R P Herrold herrold at owlriver.com
Wed May 4 08:20:57 EDT 2011


On Tue, 3 May 2011, jep200404 at columbus.rr.com wrote:

>   http://www.colug.net/~jep/screenscrape.txt
>   http://www.colug.net/~beware/danger-possible-malicious-software.tgz
>
> In the latter URL, change beware to jep to download the suspect software.

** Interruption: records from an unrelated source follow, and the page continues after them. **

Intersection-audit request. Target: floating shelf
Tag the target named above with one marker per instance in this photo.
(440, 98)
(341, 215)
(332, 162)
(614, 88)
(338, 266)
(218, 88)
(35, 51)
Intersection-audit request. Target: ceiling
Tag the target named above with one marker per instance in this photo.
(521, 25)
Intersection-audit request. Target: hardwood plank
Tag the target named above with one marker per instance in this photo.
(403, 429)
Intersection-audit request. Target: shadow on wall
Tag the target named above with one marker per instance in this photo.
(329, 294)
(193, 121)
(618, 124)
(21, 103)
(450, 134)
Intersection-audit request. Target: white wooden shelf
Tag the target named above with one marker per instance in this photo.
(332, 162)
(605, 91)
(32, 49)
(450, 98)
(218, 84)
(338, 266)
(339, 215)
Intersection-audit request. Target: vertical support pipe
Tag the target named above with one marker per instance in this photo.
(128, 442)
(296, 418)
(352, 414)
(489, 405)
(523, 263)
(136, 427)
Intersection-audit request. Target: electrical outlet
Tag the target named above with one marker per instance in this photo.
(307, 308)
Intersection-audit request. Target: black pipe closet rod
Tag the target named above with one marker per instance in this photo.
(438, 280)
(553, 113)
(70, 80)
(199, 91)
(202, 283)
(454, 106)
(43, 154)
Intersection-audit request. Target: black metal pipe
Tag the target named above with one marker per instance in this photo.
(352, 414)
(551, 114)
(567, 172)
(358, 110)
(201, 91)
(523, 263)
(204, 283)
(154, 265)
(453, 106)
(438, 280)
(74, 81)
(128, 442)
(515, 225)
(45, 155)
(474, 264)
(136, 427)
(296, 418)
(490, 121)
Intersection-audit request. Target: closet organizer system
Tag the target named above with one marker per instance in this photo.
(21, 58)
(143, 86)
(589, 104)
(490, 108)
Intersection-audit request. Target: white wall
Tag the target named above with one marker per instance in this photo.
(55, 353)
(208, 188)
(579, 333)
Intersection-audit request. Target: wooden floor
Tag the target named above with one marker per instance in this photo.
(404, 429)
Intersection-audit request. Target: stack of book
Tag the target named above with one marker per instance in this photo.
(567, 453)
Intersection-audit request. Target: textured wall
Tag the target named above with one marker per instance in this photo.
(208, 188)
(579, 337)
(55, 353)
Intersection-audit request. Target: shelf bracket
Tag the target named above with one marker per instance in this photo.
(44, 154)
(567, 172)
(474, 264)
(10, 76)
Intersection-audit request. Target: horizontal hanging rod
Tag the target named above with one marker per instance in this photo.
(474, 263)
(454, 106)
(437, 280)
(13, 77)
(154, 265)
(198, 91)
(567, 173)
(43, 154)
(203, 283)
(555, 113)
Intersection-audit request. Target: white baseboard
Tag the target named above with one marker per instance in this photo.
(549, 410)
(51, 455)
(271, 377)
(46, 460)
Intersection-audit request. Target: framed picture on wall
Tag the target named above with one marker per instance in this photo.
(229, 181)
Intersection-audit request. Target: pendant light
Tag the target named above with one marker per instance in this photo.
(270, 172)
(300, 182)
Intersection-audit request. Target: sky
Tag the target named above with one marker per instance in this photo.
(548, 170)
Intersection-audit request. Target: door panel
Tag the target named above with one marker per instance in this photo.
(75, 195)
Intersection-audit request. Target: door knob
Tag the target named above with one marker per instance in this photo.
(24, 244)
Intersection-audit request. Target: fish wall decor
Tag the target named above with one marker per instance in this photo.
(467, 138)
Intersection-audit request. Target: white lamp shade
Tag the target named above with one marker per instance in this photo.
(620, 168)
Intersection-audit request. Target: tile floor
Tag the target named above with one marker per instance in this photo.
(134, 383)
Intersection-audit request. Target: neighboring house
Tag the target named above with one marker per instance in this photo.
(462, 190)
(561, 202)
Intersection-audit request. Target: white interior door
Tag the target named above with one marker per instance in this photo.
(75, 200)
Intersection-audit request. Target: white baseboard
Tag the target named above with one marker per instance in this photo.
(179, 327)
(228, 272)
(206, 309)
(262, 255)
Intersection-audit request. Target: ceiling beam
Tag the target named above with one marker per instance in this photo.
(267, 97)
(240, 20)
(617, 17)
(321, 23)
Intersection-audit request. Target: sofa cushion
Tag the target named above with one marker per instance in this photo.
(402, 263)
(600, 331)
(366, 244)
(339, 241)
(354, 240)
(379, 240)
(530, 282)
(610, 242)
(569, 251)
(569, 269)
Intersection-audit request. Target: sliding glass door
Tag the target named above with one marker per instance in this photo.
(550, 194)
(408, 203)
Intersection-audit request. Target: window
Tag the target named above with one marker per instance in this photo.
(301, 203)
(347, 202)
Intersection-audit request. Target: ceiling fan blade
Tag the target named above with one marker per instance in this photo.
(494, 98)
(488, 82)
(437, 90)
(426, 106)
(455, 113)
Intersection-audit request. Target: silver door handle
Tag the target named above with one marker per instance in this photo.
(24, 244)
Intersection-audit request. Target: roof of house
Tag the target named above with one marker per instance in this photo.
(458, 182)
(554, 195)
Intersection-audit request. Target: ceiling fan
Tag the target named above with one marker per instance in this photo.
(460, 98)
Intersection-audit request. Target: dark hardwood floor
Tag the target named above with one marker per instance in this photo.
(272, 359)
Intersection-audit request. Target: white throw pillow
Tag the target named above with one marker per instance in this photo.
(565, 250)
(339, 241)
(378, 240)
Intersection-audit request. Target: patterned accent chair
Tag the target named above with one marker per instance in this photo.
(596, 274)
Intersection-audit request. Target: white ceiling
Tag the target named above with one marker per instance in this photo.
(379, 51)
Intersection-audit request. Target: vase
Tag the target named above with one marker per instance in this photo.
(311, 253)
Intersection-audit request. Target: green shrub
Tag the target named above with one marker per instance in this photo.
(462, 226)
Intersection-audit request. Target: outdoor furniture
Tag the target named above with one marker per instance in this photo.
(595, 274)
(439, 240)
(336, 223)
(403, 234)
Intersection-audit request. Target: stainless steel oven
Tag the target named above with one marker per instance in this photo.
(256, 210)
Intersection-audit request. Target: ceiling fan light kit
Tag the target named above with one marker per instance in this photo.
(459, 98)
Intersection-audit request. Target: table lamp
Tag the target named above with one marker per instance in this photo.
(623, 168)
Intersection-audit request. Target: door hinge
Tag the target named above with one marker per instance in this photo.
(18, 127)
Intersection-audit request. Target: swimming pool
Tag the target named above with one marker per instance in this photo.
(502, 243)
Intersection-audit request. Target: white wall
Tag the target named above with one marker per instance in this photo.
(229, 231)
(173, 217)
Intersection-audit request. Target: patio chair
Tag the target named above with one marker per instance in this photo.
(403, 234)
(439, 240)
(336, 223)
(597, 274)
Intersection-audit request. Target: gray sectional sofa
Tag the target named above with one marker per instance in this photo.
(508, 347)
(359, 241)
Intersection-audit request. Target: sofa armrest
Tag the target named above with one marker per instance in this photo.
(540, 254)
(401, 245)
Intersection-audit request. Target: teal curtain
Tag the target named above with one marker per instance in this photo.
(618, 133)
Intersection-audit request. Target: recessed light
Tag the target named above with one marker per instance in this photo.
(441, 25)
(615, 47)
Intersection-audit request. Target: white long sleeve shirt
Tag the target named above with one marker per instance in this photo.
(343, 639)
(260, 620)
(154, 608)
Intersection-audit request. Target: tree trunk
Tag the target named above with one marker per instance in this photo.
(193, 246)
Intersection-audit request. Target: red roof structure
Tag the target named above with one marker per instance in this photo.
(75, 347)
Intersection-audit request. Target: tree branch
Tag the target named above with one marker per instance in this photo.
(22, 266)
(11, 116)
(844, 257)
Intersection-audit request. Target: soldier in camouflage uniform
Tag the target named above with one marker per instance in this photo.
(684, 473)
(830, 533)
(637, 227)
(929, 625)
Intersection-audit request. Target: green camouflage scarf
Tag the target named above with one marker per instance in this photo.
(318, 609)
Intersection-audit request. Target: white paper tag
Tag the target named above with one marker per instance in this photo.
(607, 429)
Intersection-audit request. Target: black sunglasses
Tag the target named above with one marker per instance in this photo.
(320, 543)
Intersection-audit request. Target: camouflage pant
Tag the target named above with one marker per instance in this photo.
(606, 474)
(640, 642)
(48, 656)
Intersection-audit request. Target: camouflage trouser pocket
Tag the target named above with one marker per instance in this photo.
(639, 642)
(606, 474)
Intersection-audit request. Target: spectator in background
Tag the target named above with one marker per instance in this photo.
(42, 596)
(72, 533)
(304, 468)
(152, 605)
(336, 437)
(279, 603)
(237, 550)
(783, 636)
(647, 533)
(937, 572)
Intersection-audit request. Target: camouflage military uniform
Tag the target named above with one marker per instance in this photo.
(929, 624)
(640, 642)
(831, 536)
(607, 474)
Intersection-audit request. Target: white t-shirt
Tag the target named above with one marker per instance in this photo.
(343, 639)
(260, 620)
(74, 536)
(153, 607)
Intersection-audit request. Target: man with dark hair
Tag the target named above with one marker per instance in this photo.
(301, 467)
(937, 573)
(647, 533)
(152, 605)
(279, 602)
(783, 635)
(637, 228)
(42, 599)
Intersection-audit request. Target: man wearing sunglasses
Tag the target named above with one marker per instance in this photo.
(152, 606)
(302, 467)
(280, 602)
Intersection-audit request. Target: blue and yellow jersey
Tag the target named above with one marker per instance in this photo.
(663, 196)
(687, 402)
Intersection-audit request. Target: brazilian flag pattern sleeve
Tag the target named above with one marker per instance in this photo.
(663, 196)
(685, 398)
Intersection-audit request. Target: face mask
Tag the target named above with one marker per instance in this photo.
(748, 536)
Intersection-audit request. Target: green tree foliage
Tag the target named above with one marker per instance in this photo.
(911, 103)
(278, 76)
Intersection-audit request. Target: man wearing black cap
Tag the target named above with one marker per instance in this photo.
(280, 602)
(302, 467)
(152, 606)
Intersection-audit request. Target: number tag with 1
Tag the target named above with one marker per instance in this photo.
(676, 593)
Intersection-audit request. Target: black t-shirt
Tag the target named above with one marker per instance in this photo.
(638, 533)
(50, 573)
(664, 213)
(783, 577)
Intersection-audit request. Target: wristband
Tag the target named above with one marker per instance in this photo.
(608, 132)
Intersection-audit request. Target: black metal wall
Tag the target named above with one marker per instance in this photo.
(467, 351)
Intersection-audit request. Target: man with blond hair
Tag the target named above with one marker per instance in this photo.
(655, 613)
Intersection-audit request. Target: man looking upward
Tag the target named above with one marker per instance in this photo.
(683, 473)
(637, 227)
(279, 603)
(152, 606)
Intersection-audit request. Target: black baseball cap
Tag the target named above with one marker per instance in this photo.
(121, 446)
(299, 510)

in that URL, sed -e '/beware/jep/'    I find

running 'strings' against the binaries I find expected values 
and indications of 'hooks' to conform to selinux requirements 
--- one sad thing that Red Hat has chosen to do is to move 
away from a 'static linked' RPM (which would cause it to be 
ignored in pre-linking, as well as permit more use cases for 
recovery and testing)

At this point, it should be possible to perform forensics on 
the box in question by booting in 'recovery' mode from a 
install CD, and inspecting the integrity of the cryptographic 
signature of the binaries, as contained in the package entries
containing 'cp' and 'rpm' ('coreutils' and 'rpm' respectively)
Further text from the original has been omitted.